Throughout the Cold War the physical entity that constituted GCHQ continued to expand. In 1952 it had moved to a single site in Cheltenham at what had been a former US Army base at Harthurstfield Farm. This became known as the Benhall site. But soon it was clear that more space was required and a further site on the other side of Cheltenham was acquired at Oakley. Benhall contained much of the technological and development effort, while Oakley contained the language training centre and administrative buildings. Around the main buildings at Oakley were the physical manifestations of continued Cold War growth an expanding network of low-level temporary buildings and Portakabin-type structures. Much of this work was devoted to defensive communication security as well as the more frequently remarked upon business of Sigint. Moscow maintained an aggressive Sigint programme and in the late 1980s it was estimated that the Soviet Union maintained a capability at least as extensive as that of the United States, deploying some 350,000 people. These were mostly located at some 500 ground stations inside Eastern Bloc countries or at locations such as Cuba.

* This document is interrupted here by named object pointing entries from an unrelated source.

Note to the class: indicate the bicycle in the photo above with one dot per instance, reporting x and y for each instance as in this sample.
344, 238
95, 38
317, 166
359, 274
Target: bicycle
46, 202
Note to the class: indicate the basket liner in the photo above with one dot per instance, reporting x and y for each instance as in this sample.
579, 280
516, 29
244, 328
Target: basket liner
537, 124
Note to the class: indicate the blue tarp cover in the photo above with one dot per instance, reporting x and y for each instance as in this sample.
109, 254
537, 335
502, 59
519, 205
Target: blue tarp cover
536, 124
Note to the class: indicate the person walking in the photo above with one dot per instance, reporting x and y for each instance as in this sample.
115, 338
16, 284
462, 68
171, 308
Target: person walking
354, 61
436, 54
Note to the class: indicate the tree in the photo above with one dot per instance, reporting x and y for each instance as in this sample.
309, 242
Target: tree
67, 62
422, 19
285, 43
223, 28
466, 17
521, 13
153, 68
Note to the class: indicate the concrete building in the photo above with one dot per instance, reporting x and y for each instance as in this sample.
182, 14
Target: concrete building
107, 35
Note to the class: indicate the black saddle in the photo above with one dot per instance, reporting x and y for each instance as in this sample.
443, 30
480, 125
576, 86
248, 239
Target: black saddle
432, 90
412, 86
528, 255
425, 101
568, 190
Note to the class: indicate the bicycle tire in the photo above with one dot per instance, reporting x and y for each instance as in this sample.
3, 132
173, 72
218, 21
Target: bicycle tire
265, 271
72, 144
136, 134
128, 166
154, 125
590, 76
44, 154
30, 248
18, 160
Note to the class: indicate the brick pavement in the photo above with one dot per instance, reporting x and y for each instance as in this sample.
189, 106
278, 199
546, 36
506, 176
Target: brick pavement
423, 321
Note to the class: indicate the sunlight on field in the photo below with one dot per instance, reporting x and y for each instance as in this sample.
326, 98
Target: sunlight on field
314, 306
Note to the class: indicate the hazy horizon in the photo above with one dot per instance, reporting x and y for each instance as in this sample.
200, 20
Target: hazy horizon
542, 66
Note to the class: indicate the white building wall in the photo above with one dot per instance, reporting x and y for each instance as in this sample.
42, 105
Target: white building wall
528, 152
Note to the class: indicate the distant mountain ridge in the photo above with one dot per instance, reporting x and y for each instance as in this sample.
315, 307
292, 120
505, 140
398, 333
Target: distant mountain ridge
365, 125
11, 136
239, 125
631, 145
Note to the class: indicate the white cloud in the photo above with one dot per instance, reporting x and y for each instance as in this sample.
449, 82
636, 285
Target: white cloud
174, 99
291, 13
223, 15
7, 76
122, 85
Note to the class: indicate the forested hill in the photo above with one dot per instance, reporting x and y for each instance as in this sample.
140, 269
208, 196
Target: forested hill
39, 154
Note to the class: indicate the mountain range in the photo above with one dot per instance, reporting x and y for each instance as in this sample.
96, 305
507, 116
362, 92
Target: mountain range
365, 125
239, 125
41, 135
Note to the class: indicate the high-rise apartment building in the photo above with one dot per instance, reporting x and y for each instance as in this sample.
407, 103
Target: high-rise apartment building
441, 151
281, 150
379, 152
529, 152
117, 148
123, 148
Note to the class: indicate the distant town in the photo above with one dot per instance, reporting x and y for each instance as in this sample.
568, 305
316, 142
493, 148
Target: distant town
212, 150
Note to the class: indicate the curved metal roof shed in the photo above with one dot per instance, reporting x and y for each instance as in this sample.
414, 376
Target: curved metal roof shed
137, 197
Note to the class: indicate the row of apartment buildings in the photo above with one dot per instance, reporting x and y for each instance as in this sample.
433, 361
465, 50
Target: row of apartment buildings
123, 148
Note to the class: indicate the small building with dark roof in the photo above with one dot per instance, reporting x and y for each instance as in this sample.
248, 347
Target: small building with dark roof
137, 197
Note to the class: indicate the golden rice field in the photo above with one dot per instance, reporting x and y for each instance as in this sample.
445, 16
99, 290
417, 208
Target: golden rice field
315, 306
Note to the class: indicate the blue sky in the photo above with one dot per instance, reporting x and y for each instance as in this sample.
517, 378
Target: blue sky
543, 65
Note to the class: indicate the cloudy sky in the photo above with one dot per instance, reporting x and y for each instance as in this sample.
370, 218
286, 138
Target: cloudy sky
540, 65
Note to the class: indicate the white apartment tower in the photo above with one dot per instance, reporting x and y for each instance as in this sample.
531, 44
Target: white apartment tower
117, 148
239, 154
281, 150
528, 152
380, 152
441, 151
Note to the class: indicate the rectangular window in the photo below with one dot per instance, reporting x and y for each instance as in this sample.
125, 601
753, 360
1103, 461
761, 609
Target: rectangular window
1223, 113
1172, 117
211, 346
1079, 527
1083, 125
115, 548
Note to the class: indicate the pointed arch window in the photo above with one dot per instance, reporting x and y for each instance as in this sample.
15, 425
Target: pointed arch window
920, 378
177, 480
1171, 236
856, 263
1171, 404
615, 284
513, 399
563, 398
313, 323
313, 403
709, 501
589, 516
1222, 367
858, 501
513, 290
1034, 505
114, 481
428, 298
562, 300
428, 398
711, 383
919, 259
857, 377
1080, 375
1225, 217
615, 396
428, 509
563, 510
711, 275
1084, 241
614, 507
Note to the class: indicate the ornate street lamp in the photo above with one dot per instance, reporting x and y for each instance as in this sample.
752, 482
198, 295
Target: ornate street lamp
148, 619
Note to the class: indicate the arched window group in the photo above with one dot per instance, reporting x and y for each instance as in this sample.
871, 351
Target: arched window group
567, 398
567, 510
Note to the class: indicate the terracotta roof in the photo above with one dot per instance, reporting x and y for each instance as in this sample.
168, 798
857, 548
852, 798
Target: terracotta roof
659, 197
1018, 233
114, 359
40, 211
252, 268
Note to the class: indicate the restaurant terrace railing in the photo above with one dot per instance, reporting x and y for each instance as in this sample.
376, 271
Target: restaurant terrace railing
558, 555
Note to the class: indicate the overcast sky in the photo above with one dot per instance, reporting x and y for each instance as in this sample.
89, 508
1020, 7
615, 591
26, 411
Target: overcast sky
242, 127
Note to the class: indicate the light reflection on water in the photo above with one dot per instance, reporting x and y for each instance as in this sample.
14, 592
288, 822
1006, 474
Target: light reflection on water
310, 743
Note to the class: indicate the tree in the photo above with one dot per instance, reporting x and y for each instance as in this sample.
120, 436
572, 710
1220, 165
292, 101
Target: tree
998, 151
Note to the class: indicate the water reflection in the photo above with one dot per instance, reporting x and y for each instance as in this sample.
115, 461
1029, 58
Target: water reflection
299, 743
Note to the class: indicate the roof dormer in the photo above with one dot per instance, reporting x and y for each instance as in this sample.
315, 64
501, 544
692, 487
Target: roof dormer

GCHQ linkage to American facilities has always been important. The largest American Sigint base in Britain is at Menwith Hill, which has recently expanded further to accommodate American programmes withdrawn from Europe. In 1997, a new US Naval Security Group detachment arrived to join a major British Sigint site at RAF Digby, seventeen miles south of Lincoln. This American unit is fully integrated with the RAF 399th Signals Unit. Indeed, Digby constitutes a major all-arms Sigint and Comsec centre, in which members of the three armed services of both countries co-operate in a fully integrated operation. In the United States, the main interface is the National Security Agency Columbia Annex (CANX) at 7200 Riverwood Drive,
Maryland. This is a long, low, single-storey building, almost invisible behind its screening, which provides accommodation to the British Liaison Officer to the NSA and his staff, allowing a permanent GCHQ presence at Fort Meade. The long-term future of the Anglo–American Sigint relationship beyond the end of the Cold War was effectively shaped in the late 1980s. The main factor was the cancellation of the vastly expensive British Zircon Sigint satellite programme in 1987, which had been costed at £500 million for a geo-stationary satellite with a five-year lifespan. The project had been strongly advocated by the GCHQ Director Brian Tovey. Thereafter, Britain reportedly negotiated an agreement whereby she made a substantial contribution to the National Reconnaissance Office programme and was able to make some tasking requests. These developments marked an implicit admission that London was at last giving up any pretensions to being a premier league Sigint player.